ORCID: 0000-0003-2548-0154
Scopus Author ID: 57568110000
RSCI Author ID: 85561
Senior Vice President for Basic Research, Chair of the Department of Cell Stress Biology, Roswell Park Cancer Institute (Buffalo, New York, USA).
PhD (oncology), DSc (biology)
Areas of expertise:
New principles, drugs and targets for the prevention and treatment of cancer; molecular and cellular targets and drugs in anti-aging medicine; origin and control of retroelements, their role in evolution and currently existing pathologies.
University Scholar, University of Illinois at Chicago (1999)
P. K. Ranney Foundation Award, Cleveland Clinic Foundation (2005)
Garman Family Chair in Cell Stress Biology, Roswell Park Cancer Institute (2008)

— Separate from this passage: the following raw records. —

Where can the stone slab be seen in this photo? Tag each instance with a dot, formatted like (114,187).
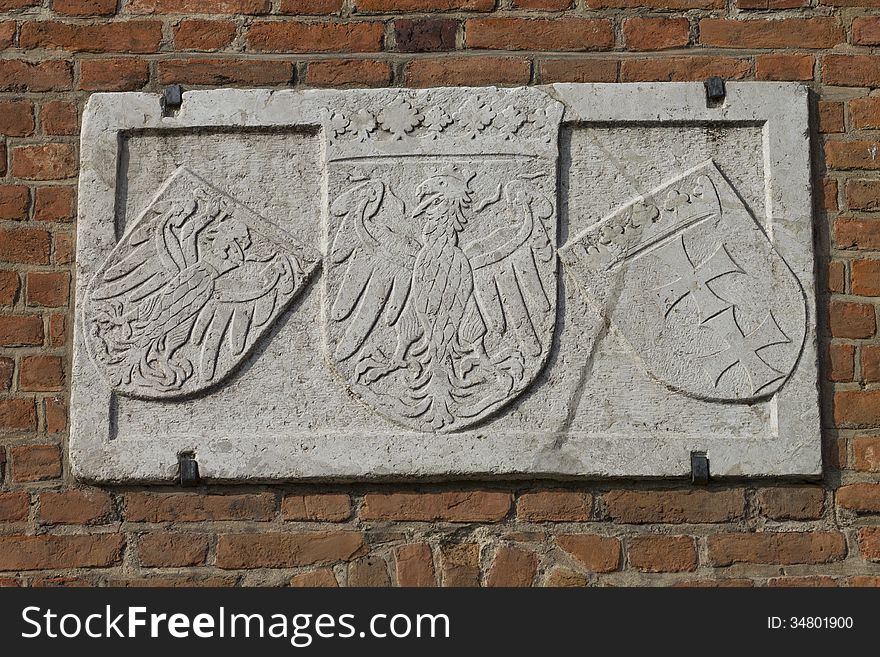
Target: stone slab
(570,281)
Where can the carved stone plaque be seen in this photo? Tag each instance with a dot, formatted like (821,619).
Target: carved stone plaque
(565,281)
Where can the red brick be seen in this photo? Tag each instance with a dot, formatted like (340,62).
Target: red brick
(468,71)
(320,578)
(792,502)
(215,72)
(662,554)
(76,507)
(830,115)
(16,118)
(9,285)
(199,6)
(851,320)
(369,571)
(683,69)
(785,33)
(857,408)
(776,548)
(122,36)
(157,550)
(414,565)
(15,200)
(841,359)
(656,33)
(560,506)
(866,453)
(34,462)
(866,31)
(58,117)
(599,554)
(512,567)
(172,507)
(865,112)
(332,507)
(349,73)
(84,7)
(452,506)
(784,67)
(14,507)
(287,550)
(675,506)
(460,564)
(203,35)
(54,203)
(48,551)
(387,6)
(293,36)
(869,543)
(52,75)
(538,34)
(851,70)
(578,70)
(44,161)
(862,498)
(49,289)
(113,74)
(310,7)
(41,374)
(865,277)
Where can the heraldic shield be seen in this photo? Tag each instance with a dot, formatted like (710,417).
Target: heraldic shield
(439,289)
(692,282)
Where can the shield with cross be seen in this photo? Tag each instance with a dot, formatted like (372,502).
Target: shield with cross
(693,283)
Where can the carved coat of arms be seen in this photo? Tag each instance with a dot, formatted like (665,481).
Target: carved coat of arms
(441,260)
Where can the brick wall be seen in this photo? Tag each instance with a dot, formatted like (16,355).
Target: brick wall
(54,532)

Thomas Tomasi Hope Award, Roswell Park Cancer Institute (2016)
ABOUT SCIENCE:
Long before I reached the age of reason, I was thrilled by the mystery of living and nonliving objects. And I still am. Coupled with my passion and love for puzzles, this feeling drove me to become an experimental biologist. As a young scientist I was not interested in curing diseases and saw pathologies as hints to what a normal life really is. And then I (almost accidentally) got a position at the Department of Virology of MSU where I met absolutely brilliant teachers who taught me about viruses (Vadim Agol), immune system (Harry Abelev) and cancer (Yury Vasiliev). My entry ticket to big science was research on endogenous viruses that showed me patterns and mysteries of eukaryotic genome plasticity in evolution and cancer that I am still trying to solve. For a long time I was striving to find a key to a mystery of progressive evolution. Now that I have found it, I dream of writing a book. When working in America, I became interested in developing new drugs that could help us understand and test the mechanisms of life of the living organism. I learned a lot about the mechanisms of toxicity of anticancer drugs and radiation, came up with some ideas on how to protect the organism from their damaging effect without inhibiting their anticancer activity. Gradually I came to realize that it is not only malignancy as such that we should fight - we must also find a way to undermine its underlying cause, which is the mechanism of cell evolution. I believe I know how to do it. I dream of writing a book on the mechanisms of progressive evolution; I also want to prove that there is a permanent solution to cancer problem based on the inhibiting of its creative adaptivity, and I want to create a precursor of an anti-aging drug.